Pour son premier discours sur l'état de l'Union, Jean-Claude Juncker n'a «pas fait un poème à la gloire de l'UE», mais a évoqué «les réalités auxquelles nous sommes confrontés». (Photo: Parlement européen)

Pour son premier discours sur l'état de l'Union, Jean-Claude Juncker n'a «pas fait un poème à la gloire de l'UE», mais a évoqué «les réalités auxquelles nous sommes confrontés». (Photo: Parlement européen)

Réaliste. La teneur du premier discours sur l’état de l’Union de Jean-Claude Juncker en tant que président de la Commission européenne n’a pas versé dans l’angélisme ou le satisfecit. Dans un monologue de près de 1h20 – interrompu à plusieurs reprises par plusieurs eurosceptiques –, le Luxembourgeois a donc fait état d’une situation générale «grave». Et qui nécessite «une action immédiate».

Parmi les sujets hautement sensibles, la crise «sans précédent» des migrants a occupé une place prépondérante dans le discours. «En quelques mois, 500.000 personnes venues de Syrie, de Libye ou d’Érythrée sont arrivées au sein de l’UE», assure le président de la Commission. Un chiffre «éloquent, voire effrayant pour certains» qui «ne doit pas faire peur mais mener à une action concertée, courageuse et forte». Concrètement, le chef de l’exécutif européen en a appelé à la solidarité entre États membres et a annoncé la mise en place d’«un deuxième mécanisme d’urgence obligatoire». Objectif: répartir «160.000 réfugiés dès la semaine prochaine» au sein des différents États de l’UE. Ce nouveau plan prévoit l'accueil au Luxembourg de 440 réfugiés, 4.564 en Belgique, 24.031 en France et 31.443 en Allemagne. Ces derniers viennent de Hongrie, Grèce et Italie. 

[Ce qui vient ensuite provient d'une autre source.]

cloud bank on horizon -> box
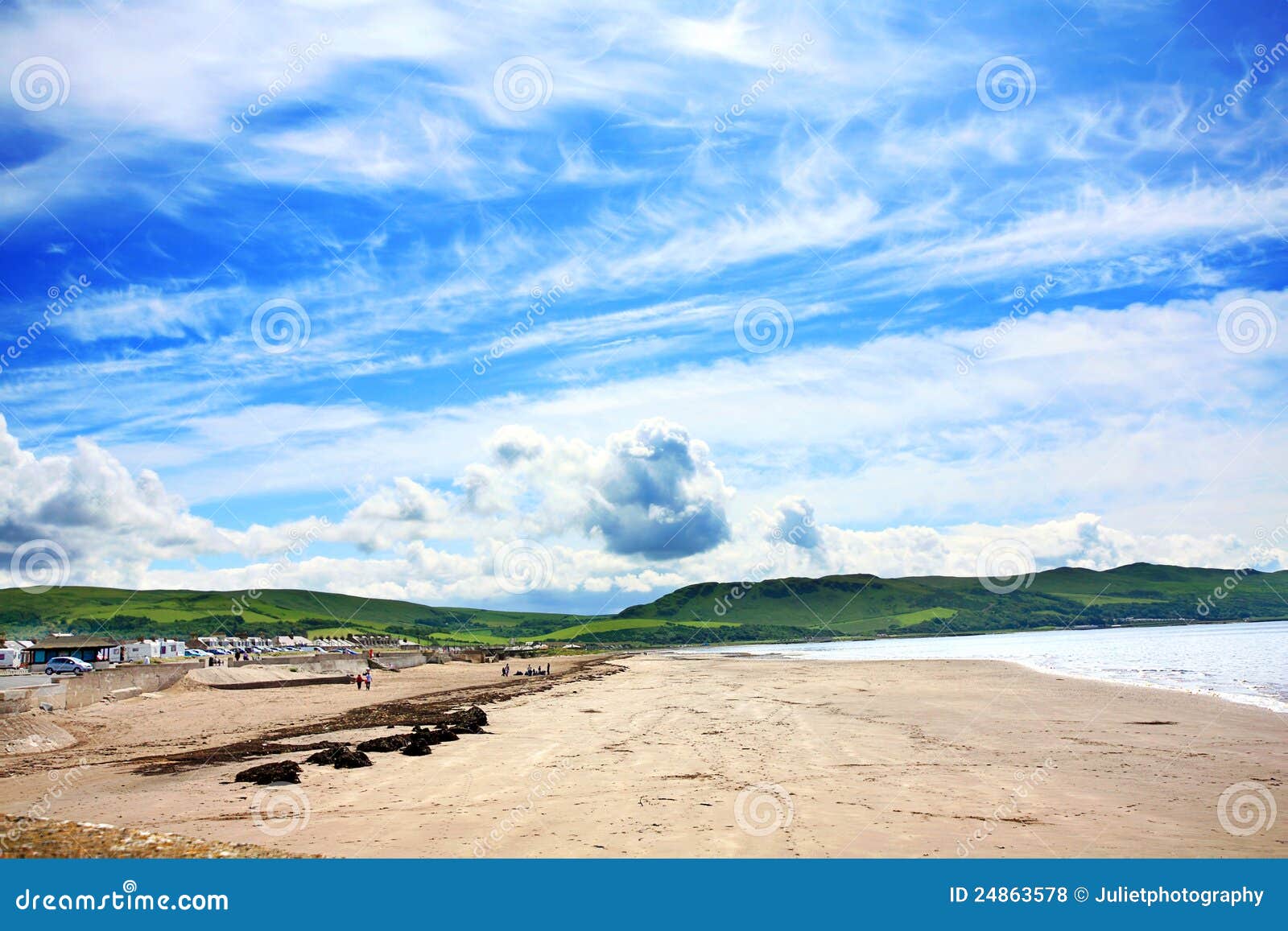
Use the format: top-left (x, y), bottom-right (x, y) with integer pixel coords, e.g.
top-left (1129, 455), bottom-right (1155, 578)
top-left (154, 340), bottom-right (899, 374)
top-left (0, 0), bottom-right (1288, 612)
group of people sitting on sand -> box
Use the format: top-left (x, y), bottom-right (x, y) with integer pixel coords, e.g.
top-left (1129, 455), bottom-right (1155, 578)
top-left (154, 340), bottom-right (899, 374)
top-left (501, 663), bottom-right (550, 676)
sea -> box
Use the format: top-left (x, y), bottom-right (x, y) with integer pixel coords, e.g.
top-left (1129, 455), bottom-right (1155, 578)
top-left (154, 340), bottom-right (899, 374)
top-left (679, 620), bottom-right (1288, 714)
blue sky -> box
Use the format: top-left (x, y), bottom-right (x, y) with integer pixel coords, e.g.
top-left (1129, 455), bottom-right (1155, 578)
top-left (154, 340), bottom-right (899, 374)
top-left (0, 0), bottom-right (1288, 611)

Estimant qu’il n’y avait «pas d’alternative», Jean-Claude Juncker a rappelé que «l’Europe avait les moyens d’aider ceux qui fuient», cet afflux ne représente «que 0,11%» de la population de l’UE. Pour l’ancien Premier ministre luxembourgeois, l’accueil de ces réfugiés «est une obligation, car nous parlons ici d’êtres humains». Il a fustigé au passage l’attitude de certains États face à cette crise humanitaire. Il a également fait part de sa volonté de réformer les législations liées à l’asile, afin que les migrants puissent travailler dans leur pays d’accueil. «Car le fait de gagner sa vie est une question de dignité.» Sans oublier de plaider pour une consolidation des frontières extérieures de l’UE.

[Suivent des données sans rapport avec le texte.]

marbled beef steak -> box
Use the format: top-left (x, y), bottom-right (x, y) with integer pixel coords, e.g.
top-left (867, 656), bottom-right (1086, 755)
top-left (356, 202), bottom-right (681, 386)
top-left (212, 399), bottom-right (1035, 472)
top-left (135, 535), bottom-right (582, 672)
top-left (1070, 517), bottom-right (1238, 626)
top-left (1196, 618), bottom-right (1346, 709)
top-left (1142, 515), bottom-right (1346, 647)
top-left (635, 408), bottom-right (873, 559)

Outre la nécessité de réformer Frontex – l’agence européenne en charge de la surveillance des frontières extérieures de l’Union –, Jean-Claude Juncker a plaidé également pour un renforcement de la lutte contre les passeurs. Mais aussi et surtout pour un changement de mentalité. «La question de la migration doit cesser d’être perçue comme un problème, mais plutôt comme une solution», a-t-il insisté, rappelant pour l’UE «le besoin de nouveaux talents venus de tous les horizons».

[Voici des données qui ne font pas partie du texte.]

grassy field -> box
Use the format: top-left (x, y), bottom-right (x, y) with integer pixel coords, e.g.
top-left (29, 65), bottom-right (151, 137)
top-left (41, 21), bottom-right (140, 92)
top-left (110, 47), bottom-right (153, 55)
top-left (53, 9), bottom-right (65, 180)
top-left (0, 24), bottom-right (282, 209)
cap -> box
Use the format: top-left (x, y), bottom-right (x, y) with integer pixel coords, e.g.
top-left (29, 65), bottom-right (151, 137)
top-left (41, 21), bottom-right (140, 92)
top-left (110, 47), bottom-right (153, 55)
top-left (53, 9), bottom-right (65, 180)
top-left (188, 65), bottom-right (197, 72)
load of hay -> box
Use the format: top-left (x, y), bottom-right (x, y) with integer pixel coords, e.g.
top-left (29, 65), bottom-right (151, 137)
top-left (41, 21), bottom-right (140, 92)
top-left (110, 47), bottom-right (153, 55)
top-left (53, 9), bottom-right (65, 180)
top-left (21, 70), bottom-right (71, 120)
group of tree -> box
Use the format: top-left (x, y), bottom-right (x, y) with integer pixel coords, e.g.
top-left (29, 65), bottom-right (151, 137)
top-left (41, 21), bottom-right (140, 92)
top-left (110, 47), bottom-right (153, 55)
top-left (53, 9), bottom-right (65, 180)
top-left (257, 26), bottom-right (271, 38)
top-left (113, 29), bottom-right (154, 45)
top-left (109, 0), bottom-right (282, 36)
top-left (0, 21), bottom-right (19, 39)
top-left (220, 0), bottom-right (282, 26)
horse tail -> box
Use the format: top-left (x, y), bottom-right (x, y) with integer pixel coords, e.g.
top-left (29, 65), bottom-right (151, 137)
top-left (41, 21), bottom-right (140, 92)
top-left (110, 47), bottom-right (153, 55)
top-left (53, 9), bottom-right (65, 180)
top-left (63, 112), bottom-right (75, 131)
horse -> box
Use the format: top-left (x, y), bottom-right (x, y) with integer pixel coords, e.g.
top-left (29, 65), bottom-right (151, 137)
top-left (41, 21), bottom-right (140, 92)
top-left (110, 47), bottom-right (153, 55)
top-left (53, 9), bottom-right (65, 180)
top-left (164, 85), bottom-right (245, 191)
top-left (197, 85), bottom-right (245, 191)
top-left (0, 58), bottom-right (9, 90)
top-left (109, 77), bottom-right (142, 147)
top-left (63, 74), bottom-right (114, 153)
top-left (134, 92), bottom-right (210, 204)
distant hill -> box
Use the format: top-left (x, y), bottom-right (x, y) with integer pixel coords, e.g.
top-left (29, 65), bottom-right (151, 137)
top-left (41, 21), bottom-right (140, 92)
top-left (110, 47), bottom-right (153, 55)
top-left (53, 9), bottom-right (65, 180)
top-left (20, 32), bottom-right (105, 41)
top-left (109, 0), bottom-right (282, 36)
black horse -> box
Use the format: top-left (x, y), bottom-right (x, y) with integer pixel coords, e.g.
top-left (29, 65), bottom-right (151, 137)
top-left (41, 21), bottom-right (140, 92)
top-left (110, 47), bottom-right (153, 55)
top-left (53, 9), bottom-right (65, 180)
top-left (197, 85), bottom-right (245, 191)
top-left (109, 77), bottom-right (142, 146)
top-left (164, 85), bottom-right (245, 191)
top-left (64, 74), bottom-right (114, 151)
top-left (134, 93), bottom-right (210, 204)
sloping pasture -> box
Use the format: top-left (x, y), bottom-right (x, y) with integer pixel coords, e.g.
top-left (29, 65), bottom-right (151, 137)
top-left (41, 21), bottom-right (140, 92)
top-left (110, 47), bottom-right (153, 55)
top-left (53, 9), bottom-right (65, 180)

Le changement climatique pourrait être à l'origine d'une nouvelle vague d'immigrés

Jean-Claude Juncker, président de la Commission européenne

Concernant le dossier grec, le président de la Commission s’est défendu face aux critiques émises à son encontre quant à ses déclarations sur la possibilité d’un Grexit. Et a mis en garde les dirigeants grecs. «Si cette fois-ci les règles ne sont pas respectées, la réaction de l’UE et des dirigeants de la zone euro sera différente.» Une allusion à la possibilité de ne pas verser la totalité du troisième plan d’aide, d’un montant global de 35 milliards d’euros. Une aide financière «qui n’est pas un don généreux aux Grecs».

Enfin, à la veille de la conférence de Paris sur le changement climatique, l’UE se doit «de déployer des efforts très importants» pour apporter des solutions à une situation qui pourrait «être à l’origine d’une nouvelle vague d’immigrés». Désireux de trouver «un accord ambitieux» qui permettra à l’UE «de servir d’exemple», Jean-Claude Juncker ne se dit cependant pas prêt «à signer à n’importe quel prix». Sous-entendu, les autres grandes puissances comme les États-Unis et la Chine doivent aussi s’engager à respecter des normes environnementales pour leurs industries.

«Tout n’est pas bon au sein de l’UE, nous ne vivons pas dans le meilleur des mondes», a conclu le Luxembourgeois, rappelant que «le monde serait meilleur si nous étions meilleurs». Mais bien que «connaissant les faiblesses» des structures européennes, il souhaite que «l’UE ne baisse pas les bras» et «continue son chemin».